Ah! you done it again Mr.Larry with that little beauty. I am big on the .38cal and when it's a Diamondback it just don't get no better. Good luck with you new revolver and thanks for sharing.:smt1099


----------



## LARRYSTARLING (Dec 24, 2006)

Baldy said:


> Ah! you done it again Mr.Larry with that little beauty. I am big on the .38cal and when it's a Diamondback it just don't get no better. Good luck with you new revolver and thanks for sharing.:smt1099


Thanks Baldy. Haven't had time to shoot it yet. Maybe next week some time????
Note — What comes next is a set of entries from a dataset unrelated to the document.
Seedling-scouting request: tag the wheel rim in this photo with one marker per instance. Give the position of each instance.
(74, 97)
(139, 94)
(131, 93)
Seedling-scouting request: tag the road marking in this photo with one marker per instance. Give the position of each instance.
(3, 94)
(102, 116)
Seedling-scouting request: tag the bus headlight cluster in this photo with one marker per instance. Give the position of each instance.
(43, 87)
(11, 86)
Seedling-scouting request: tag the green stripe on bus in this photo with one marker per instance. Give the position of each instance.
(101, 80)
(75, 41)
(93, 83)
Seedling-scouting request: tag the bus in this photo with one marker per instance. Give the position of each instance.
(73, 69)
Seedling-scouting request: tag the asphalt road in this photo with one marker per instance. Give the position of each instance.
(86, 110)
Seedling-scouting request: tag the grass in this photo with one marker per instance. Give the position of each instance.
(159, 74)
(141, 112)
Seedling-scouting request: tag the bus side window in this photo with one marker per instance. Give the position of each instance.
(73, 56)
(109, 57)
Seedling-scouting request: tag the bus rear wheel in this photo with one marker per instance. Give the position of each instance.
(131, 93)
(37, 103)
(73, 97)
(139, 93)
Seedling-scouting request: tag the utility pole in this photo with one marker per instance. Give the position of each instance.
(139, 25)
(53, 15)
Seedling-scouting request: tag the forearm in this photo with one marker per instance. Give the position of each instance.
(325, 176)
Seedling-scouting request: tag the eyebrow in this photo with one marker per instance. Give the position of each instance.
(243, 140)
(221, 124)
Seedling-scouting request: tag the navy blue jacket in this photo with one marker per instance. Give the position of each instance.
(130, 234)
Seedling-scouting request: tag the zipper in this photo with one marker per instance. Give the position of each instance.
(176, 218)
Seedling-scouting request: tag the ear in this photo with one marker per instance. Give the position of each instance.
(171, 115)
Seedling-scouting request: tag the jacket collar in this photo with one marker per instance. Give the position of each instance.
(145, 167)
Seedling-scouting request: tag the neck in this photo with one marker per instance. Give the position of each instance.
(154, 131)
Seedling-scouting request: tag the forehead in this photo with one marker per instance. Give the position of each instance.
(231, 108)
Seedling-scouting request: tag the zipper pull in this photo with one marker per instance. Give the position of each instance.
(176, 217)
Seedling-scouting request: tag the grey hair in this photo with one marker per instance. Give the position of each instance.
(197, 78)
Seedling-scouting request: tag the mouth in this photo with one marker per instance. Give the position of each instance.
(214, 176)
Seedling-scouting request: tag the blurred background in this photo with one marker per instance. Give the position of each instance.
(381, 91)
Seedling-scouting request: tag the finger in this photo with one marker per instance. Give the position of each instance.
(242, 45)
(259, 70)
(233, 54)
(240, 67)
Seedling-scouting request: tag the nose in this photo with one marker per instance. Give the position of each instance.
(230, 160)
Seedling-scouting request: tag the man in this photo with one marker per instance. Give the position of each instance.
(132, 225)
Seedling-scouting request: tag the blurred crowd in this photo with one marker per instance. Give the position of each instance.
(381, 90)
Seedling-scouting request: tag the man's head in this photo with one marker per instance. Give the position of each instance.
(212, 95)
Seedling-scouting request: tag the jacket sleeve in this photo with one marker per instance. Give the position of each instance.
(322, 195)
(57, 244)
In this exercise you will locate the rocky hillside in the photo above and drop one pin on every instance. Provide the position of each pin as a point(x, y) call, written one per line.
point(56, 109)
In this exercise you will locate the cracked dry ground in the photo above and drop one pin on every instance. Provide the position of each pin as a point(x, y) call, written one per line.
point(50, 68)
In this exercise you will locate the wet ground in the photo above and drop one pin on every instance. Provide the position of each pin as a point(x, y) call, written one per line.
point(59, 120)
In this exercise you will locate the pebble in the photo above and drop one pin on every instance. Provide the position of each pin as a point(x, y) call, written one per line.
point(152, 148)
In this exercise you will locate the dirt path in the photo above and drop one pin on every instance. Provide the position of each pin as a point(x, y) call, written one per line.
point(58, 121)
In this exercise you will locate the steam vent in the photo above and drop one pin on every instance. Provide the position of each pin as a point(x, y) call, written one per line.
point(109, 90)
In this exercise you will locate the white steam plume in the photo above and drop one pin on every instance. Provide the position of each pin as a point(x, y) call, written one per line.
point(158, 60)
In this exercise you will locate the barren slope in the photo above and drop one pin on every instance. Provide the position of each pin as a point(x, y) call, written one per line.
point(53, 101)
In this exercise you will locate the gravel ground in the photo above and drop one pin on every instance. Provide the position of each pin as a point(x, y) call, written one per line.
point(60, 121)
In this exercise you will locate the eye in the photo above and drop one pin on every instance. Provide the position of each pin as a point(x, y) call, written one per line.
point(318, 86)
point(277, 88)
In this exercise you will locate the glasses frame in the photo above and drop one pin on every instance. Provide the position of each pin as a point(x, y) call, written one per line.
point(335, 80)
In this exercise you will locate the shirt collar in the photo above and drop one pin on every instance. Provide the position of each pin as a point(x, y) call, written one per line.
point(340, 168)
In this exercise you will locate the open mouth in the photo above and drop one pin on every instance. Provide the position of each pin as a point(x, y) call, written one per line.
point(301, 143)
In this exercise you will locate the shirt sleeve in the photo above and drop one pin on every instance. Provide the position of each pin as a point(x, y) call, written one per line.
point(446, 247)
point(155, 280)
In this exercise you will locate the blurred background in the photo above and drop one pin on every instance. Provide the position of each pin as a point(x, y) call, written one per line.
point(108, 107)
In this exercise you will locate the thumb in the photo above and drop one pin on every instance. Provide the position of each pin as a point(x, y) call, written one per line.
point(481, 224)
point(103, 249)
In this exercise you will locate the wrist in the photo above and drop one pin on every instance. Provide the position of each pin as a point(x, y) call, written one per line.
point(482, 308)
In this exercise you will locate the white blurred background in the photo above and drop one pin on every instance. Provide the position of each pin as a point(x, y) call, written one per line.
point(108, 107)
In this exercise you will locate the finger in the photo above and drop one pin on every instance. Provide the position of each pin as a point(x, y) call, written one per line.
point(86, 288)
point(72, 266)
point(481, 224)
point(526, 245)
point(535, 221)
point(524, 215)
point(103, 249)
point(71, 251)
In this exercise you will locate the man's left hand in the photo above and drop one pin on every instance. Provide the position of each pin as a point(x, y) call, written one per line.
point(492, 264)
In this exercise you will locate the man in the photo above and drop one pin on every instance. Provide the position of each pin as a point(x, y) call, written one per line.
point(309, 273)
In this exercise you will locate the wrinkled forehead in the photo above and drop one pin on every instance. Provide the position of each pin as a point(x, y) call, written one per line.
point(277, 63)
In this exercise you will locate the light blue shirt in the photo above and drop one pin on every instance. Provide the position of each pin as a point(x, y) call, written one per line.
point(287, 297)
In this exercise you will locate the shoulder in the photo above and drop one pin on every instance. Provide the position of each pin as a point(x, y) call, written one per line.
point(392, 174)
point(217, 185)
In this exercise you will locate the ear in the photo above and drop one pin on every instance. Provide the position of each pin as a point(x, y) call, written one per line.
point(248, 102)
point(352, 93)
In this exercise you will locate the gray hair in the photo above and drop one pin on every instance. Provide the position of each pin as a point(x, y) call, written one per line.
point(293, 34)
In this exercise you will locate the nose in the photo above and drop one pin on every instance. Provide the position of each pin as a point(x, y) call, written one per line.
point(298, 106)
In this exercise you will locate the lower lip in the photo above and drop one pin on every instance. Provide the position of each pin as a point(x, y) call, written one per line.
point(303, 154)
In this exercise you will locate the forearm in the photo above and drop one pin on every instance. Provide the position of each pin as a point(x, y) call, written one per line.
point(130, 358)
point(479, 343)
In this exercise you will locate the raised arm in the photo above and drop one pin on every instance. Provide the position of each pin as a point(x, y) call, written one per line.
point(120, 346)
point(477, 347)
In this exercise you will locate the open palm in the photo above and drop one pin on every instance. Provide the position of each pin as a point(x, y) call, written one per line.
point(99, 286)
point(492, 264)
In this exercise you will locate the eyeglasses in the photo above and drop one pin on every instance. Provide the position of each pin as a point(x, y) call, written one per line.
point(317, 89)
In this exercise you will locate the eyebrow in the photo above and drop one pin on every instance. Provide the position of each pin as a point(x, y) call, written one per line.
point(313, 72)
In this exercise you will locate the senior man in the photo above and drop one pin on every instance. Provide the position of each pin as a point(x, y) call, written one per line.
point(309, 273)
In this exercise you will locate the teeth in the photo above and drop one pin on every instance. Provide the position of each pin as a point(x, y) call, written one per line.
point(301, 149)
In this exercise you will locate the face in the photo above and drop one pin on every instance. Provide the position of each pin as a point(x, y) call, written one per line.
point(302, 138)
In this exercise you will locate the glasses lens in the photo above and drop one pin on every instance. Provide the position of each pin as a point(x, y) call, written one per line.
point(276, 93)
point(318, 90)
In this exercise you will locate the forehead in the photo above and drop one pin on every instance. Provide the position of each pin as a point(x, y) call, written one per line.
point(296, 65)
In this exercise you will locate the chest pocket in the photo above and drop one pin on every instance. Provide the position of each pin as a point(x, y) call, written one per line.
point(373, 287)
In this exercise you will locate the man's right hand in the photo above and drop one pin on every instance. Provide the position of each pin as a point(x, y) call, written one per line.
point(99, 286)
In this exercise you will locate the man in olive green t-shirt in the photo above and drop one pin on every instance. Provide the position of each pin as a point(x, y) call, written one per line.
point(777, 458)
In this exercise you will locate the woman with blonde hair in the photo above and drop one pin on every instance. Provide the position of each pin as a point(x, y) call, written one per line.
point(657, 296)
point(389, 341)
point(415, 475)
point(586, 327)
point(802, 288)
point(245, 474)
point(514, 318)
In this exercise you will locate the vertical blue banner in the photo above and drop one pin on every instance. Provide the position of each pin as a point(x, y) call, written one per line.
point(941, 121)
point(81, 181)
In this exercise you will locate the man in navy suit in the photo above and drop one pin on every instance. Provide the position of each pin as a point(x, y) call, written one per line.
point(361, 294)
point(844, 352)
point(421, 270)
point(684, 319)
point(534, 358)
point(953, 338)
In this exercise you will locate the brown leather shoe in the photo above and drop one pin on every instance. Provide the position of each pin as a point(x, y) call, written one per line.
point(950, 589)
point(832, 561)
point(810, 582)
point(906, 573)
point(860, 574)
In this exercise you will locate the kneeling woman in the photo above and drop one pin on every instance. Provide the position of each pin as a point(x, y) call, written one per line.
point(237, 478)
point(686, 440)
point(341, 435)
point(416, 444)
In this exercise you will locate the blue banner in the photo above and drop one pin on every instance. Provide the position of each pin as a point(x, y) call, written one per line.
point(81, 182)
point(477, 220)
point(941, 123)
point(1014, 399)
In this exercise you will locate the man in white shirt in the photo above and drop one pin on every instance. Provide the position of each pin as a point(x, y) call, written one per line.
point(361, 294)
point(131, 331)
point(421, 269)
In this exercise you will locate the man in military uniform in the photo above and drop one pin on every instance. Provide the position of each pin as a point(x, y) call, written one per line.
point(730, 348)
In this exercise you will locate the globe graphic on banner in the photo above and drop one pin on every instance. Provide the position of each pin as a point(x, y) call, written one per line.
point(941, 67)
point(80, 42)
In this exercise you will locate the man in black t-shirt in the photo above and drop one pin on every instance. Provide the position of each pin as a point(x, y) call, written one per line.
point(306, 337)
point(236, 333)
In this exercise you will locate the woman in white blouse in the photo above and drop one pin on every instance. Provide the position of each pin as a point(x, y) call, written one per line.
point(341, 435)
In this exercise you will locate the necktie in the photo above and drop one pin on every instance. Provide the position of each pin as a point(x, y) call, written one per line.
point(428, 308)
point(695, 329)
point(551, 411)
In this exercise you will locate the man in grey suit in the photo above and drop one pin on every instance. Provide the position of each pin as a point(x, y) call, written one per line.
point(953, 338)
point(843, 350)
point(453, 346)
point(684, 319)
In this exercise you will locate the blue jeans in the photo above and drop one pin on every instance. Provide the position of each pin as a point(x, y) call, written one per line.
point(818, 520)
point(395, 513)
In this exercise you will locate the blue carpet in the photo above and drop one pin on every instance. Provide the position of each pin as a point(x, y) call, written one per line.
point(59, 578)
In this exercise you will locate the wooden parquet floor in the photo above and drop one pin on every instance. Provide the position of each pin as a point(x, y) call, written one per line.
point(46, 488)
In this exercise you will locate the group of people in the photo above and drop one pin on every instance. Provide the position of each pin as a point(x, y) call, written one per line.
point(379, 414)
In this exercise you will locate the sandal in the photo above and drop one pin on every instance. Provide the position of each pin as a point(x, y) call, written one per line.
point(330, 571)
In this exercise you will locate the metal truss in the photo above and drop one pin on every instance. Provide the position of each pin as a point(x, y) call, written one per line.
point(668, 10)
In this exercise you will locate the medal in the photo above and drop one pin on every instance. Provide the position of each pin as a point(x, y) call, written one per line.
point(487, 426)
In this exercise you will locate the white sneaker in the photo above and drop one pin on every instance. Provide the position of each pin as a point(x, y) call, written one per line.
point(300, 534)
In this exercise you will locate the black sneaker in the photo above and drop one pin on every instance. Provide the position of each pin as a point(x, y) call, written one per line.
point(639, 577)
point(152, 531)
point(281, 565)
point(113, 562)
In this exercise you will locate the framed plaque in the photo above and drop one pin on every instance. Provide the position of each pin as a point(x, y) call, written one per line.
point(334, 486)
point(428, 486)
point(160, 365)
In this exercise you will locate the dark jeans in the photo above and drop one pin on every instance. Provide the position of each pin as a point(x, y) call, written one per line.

> rfawcs "Really nice looking Diamondback. I know it'll shoot as good as it looks.
> 
> I know what you mean about hankering for Colt handguns. I have 18 so far."


Thanks rfawcs



> Charlie You guys are killing me! I've been lookin' for a Detective Special (late model) for a while now and haven't really been able to find what I'm looking for. I guess I'll need to go to "the city" (Austin, Dallas, San Antonio, etc.) and visit the gun stores and/or make some calls 'cause I've got to handle it before I buy it. Great looking gun.
> Charlie


Thanks Charlie, I use to like to go to Houston when I lived down in the Lone Star State. If I could talk my wife into it I would be back in a minute.:smt033


----------



## Captain Crunch (Jul 4, 2006)

Another coup for Larry! 

Way to go!:smt023


----------



## Kruz (Sep 3, 2006)

Very Nice Find :smt023
As a long time semi-auto fan, I find myself liking my wheel-guns more and more as time goes by.:smt033


----------



## LARRYSTARLING (Dec 24, 2006)

Captain Crunch said:


> Another coup for Larry!
> 
> Way to go!:smt023


Thanks Captain Crunch.....:smt083



> Kruz "Very Nice Find
> As a long time semi-auto fan, I find myself liking my wheel-guns more and more as time goes by."


Thanks Kruz....I to find myself liking and wanting more Colt Wheel guns.....:smt1099


----------